Can you describe the kinds of things you looked at?

There was a range—on a basic level, we looked at different potential physical designs for characters to try to figure out what would resonate with the kids—we learned things like for Noor, the girl, having earrings or a nice haircut would mark her as “rich,” an outsider not like them. But we also learned about what the parents wanted their kids to learn about in the eventual educational programing. Some things you’d expect- handwashing and bathroom hygiene for example. Other things though we wouldn’t have thought of—like car safety—often cars come barreling down the roads at high speeds and kids need to learn to watch out for them. Or be careful with strangers—refugees are among the vulnerable people who can be victimized by human traffickers, there are always lots of people around and parents wanted to make sure their kids knew to stay near home and not be lured away. And we also presented parents and kids with everyday socioemotional scenarios— like what a child should do if they want a toy someone else has, or see another kid being bullied, to try to find appropriate scenarios to use in the programs.

Can you describe the situation in Cox’s Bazar and why research teams have been there?

The area itself is a region along the coast of Bangladesh, that, a few years ago became the home to the world’s largest refugee camp, with over 700,000 Rohingya refugees who fled genocide in Myanmar. One astounding statistic is that more than half of the refugees are kids, and many lost one or both parents in the violence. Bangladesh itself isn’t a rich country, so IPA had been there already, doing research into the many challenges facing the refugees and host communities—economic, educational, health, logistical, and then more recently, early childhood development.

On that last point, can you explain why IPA is doing child development research there?

Living in a refugee camp of course presents a whole host of challenges to kids' normal development, but on top of that they’re often coming into the camps traumatized, or the parents who are raising are, or they might not even have parents anymore. What does normal child development look like in that context? We just don’t know. We do know that your formative environment in the early years can have lasting effects on your outcomes later in life. And sadly around the world, almost 80 million people—that’s far more than the population of the UK—have been forced to leave their homes. IPA is part of several consortiums of research teams— in Bangladesh, in Tanzania, and in Jordan, starting an ambitious set of studies on child development in refugee contexts. The Sesame Workshop research grew out of one of those partnerships.

What other kind of research are you going to be doing?

Sure, the Sesame project was really rewarding—it was amazing to be able to see something physical come out of the research insights that went right back into helping the kids. The broader collaborations, including in the other countries, are going to be long term and hope to get at what I mentioned before—understanding what healthy child development looks like and how to help kids.
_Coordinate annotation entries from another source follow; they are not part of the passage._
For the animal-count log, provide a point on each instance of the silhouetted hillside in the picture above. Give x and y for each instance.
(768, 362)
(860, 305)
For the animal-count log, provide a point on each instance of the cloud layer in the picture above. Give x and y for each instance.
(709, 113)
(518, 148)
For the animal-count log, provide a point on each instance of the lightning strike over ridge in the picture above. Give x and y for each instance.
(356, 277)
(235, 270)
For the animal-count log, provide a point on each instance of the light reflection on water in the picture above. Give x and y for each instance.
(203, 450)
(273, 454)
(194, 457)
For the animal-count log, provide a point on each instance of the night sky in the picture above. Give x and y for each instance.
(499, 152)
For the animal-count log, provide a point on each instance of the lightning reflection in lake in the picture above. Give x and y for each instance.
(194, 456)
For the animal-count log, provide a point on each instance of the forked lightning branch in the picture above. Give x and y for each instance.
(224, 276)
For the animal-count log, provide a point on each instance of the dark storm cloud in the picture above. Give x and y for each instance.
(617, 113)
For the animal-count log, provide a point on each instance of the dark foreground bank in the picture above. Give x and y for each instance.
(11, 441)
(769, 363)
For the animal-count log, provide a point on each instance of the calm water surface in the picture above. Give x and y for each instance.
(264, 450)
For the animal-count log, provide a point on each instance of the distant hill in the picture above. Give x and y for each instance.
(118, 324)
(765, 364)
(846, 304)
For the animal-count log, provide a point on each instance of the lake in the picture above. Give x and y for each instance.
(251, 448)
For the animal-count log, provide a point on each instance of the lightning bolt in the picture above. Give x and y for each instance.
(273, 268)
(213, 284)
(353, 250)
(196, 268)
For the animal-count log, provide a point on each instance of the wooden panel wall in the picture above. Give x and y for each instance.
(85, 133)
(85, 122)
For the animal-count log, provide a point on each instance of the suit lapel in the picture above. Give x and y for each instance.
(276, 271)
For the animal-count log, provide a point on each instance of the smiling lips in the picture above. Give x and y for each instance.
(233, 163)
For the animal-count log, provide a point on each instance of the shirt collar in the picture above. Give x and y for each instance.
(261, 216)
We’ll be working with child development and refugee specialists and doing a number of longitudinal studies following kids as they develop, and seeing which kinds of programs seem to help the most. The label of a refugee “camp” implies a temporary solution, but the truth is more and more kids are spending their whole childhood—and sometimes, adult lives—in these environments, and establishing child-centered, supportive services are critical to these children's well-being as well as to their future prospects as adults.